New laws that significantly reduce the liability burden on company directors in NSW have been slammed by the NSW Greens but welcomed by the Australian Institute of Company Directors (AICD).
The laws, passed on Tuesday night (20 November), reduce the number of offences that special directors' liability provisions apply from more than 1000 to around 150.
Previously, directors were subject to a reverse onus of proof that deemed them personally liable for failing to prevent their companies from committing an offence unless they could prove their innocence.
Steve Burrell, AICD’s general manager (communications and public affairs), said the Miscellaneous Acts Amendment (Directors’ Liability) Act 2012 was an important step towards reform.
“Directors shouldn’t be treated as a different class of citizen who somehow have a different rule of law applied to them,” said Burrell.
So-called type-three liability for directors, which places the legal burden of proof on directors, has been substantially reversed and replaced by type-one liability, in which the prosecution has the onus to prove a breach.
“It fits the essence of the [reform] model that we put forward, which essentially said that knowingly authorising or recklessly permitting an act to occur is the only situation where a director would be liable and that would apply in a relatively limited number of cases,” said Burrell.
Greens MP John Kaye said the changes are a gift to corporate boardrooms that will create a culture of directors turning a blind eye.
"A century of strengthening the responsibility of directors has been reversed,” Kaye said in a statement.
The legislation, he said, will inevitably lead to a lower level of company compliance with crucial laws – around child safety, the environment, tax obligations and hazardous materials - that protect the public and the environment.
“The O'Farrell Government is creating dangerously perverse incentives for boardrooms to take their chances when something goes wrong," said Kaye.
But Burrell said the AICD isn’t arguing that directors should have no liability.

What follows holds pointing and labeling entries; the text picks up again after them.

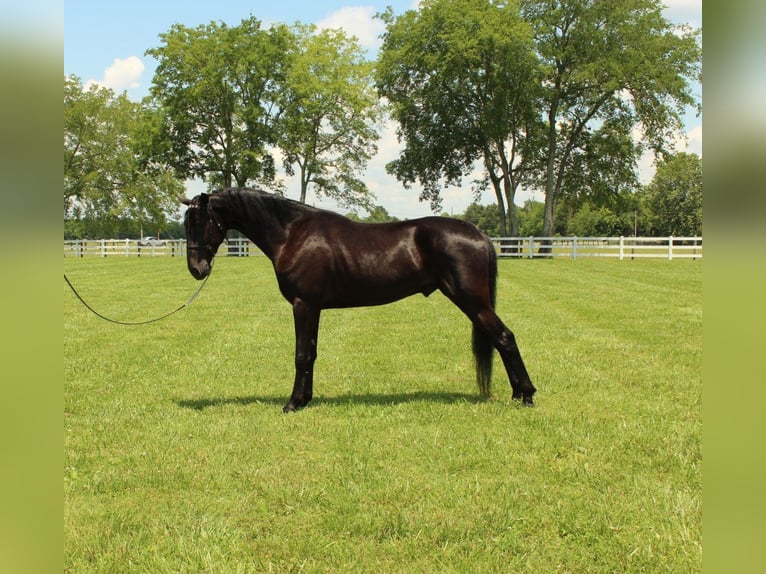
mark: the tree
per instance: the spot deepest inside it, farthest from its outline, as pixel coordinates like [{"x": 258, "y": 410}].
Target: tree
[
  {"x": 329, "y": 114},
  {"x": 673, "y": 199},
  {"x": 106, "y": 175},
  {"x": 485, "y": 217},
  {"x": 557, "y": 111},
  {"x": 458, "y": 76},
  {"x": 607, "y": 68},
  {"x": 219, "y": 88}
]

He told Lawyers Weekly that in instances of child safety and public health it’s appropriate for liability to fall on directors, as long as it’s proportionate and appropriately targeted.
“What’s happened in the past is liability has been applied willy-nilly across a whole range of legislation, including some as obscure as the Beekeepers Act.
“The liability pendulum has swung too far and this brings it back to a much more principled and appropriate place,” he said.
According to the results of the AICD’s November Director Sentiment Index, more than 40 per cent of directors believe that Commonwealth or state legislation on director liability has a negative impact on their business decision making and willingness to continue on a board.
More than half said it has a negative impact on their willingness to accept new board appointments, according to the twice-yearly survey of more than 500 Australian chairmen and directors.
The AICD was closely involved in discussions that led to the principles agreed at COAG on director liability laws. This involvement is starting to bear fruit and NSW is leading the way, said Burrell.
“The Victorians have some provisions out for consultation at the moment and they are very much moving in the right direction … Queensland has decided it wants to go in the same way but we haven’t seen much detail from them yet … Tasmania has also got some legislation before its parliament at the moment, which we’re a little less happy with; the reverse onus of proof is still retained in a number of instances there, but across the board we’re starting to see some real movement and that’s extremely important,” he said.
NSW Attorney-General Greg Smith said the legislative changes remove a major hindrance to good businesses and he urged the Greens to adjust their thinking.